Teaching Objectives/Student Learning Outcomes: To provide a concrete example of a sampling distribution; to demonstrate the statistical properties of such a distribution, specifically, that its mean is equal to the underlying population parameter and that 95% of the sample results lie within plus or minus two standard deviations of that value; to provide experience with multistage, systematic sampling and the use of a random numbers table; and to discuss sampling frame bias. As a result, students should be able to describe the concept of sampling distribution, including some of its statistical properties, use a random numbers table, draw a simple multistage systematic sample, and discuss bias in sampling frames.

SAMPLING

In this exercise, we will investigate the concept of statistical sampling by following the basic debate that arose over how to conduct the 2000 census. You will learn the difference between a sample and a population. You will learn the real-life implications of sampling strategies, both in terms of the type of data that is collected and the policy implications that result from the use of the census data. This exercise is used as the first step in a series of three exercises on this topic, one for each level of difficulty.

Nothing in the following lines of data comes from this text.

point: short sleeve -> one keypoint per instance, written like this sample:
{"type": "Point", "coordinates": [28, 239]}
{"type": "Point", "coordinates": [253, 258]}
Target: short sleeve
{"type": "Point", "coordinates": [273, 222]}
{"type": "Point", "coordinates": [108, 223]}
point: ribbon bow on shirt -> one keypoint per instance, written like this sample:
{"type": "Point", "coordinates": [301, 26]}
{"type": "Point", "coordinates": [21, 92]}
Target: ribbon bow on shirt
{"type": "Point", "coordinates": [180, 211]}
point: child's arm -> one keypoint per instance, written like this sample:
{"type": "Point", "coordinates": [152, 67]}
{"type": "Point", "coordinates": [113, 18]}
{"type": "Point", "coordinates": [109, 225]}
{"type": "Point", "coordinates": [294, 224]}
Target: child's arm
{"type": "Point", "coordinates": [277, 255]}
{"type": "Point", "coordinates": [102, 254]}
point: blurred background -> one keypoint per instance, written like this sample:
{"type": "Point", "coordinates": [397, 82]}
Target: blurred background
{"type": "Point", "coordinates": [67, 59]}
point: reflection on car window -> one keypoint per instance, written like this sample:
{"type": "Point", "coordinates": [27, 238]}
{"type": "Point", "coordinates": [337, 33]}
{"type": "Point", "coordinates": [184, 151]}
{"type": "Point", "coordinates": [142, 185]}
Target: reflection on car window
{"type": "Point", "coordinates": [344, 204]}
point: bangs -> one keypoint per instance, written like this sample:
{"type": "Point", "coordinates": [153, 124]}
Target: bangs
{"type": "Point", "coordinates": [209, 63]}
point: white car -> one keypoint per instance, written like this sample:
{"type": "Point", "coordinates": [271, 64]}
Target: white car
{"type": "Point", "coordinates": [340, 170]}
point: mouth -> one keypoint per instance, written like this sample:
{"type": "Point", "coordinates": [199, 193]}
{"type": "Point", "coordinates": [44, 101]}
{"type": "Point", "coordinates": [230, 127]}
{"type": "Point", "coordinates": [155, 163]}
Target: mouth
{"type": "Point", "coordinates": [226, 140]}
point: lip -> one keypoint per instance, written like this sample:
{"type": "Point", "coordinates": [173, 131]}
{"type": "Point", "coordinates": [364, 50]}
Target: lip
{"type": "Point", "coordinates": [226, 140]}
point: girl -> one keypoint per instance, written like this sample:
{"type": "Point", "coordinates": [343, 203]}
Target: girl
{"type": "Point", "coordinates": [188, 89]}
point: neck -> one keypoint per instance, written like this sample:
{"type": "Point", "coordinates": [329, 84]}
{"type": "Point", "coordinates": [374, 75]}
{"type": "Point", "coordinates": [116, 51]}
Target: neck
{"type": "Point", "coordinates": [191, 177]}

Constructing a National Sample of Cities (Intermediate Level)

The purpose of this exercise is to learn how to construct a national sample for a hypothetical survey. Many survey projects fail to generate significant or believable findings because the researcher did not pay careful attention to sampling procedures. If the sample of people interviewed inadequately represents the target population for the research, the findings will not be generalizable, that is they can’t be said to apply to the larger group.